A Sept. 10 Associated Press headline declared, “Venezuela’s socialist govt happy over removal of John Bolton.” According to the story, a regime “official said Bolton’s departure is particularly welcome given his role in the U.S. imposition of crippling oil sanctions and the almost daily attacks on social media aimed at socialist President Nicolas Maduro.”

Fernando Cutz, an Obama administration holdover who worked for Mr. Trump’s previous national security adviser, H.R. McMaster, takes a similar view. “Depending on who comes in, we’ll likely stop seeing the military intervention rhetoric and start seeing more responsible rhetoric, with a greater focus on a potential solution through dialogue,” he told the AP. It’s a line straight out of the Castro regime playbook-and though Mr. Cutz has left government, that thinking lingers inside the bureaucracy.

The real trouble with Venezuela is Cuba. In the book “Cuba’s Intervention in Venezuela: A Strategic Occupation with Global Implications,” Cuba expert Maria Werlau lays bare the workings of the Cuban “cyber octopus that controls Venezuela’s public administration, most of the economy, and a Big Brother database of all citizens.” Venezuelan financing has allowed Cuba to build an army of information-technology specialists.
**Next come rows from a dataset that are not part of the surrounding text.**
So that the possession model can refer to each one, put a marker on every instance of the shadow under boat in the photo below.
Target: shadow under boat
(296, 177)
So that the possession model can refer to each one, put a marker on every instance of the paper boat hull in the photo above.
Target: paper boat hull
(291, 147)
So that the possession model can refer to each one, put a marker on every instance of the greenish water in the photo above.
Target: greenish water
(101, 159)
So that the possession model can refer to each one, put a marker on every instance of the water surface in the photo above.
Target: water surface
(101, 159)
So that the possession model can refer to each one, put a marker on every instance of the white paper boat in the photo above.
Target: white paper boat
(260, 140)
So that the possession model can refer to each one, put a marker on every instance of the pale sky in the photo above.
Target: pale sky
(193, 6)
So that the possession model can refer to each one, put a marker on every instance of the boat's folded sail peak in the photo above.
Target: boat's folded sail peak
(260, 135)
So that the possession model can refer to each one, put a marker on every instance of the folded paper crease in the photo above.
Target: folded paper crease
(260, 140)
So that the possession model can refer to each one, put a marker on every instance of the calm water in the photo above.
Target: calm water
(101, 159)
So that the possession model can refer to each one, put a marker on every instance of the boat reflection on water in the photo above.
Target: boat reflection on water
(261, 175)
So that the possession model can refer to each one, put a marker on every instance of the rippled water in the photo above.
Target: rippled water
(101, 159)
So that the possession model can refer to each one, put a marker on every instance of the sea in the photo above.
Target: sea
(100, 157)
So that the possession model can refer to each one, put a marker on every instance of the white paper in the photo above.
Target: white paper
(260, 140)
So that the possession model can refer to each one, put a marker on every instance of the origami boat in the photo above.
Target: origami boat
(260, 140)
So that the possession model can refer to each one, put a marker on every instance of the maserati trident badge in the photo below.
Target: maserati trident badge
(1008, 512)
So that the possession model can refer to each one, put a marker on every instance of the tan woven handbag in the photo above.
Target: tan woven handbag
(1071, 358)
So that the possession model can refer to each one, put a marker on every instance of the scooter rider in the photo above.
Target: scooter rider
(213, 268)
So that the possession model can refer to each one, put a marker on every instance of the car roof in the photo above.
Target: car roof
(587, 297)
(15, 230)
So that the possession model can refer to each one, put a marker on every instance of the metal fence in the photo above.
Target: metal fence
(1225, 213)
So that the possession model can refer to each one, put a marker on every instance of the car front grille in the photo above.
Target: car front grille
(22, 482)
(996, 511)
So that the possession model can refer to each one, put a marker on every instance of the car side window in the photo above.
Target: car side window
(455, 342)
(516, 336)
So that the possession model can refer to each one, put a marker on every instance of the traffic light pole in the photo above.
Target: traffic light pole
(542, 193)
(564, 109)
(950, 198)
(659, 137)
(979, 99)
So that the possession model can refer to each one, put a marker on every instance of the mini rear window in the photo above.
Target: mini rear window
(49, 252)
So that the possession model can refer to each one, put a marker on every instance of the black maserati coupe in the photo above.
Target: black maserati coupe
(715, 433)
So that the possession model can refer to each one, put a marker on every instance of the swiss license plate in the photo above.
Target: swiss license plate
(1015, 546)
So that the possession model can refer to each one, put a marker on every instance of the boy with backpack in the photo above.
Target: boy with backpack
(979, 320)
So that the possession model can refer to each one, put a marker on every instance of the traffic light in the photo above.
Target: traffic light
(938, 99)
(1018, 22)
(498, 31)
By using an undersea fiber-optic cable, the Cubans “monitor and control all policies and strategies related to Venezuela’s internal security.”

The financial squeeze on Havana, engineered by Mr. Bolton, has had some success but needs more time. On Wednesday Miguel Diaz-Canel, Cuba’s figurehead president, warned that blackouts are coming due to fuel shortages caused by the U.S. sanctions against oil shipments from Venezuela.

Dialogue or not, this-and leaving all options on the table-is what set Mr. Trump’s policy apart from the unrelenting appeasement practiced by Mr. Obama with Castro, Chávez and the terrorist FARC. Call it maximum pressure. As long as it stays in place, the Bolton strategy may still prevail even if the former national security adviser doesn’t get the credit.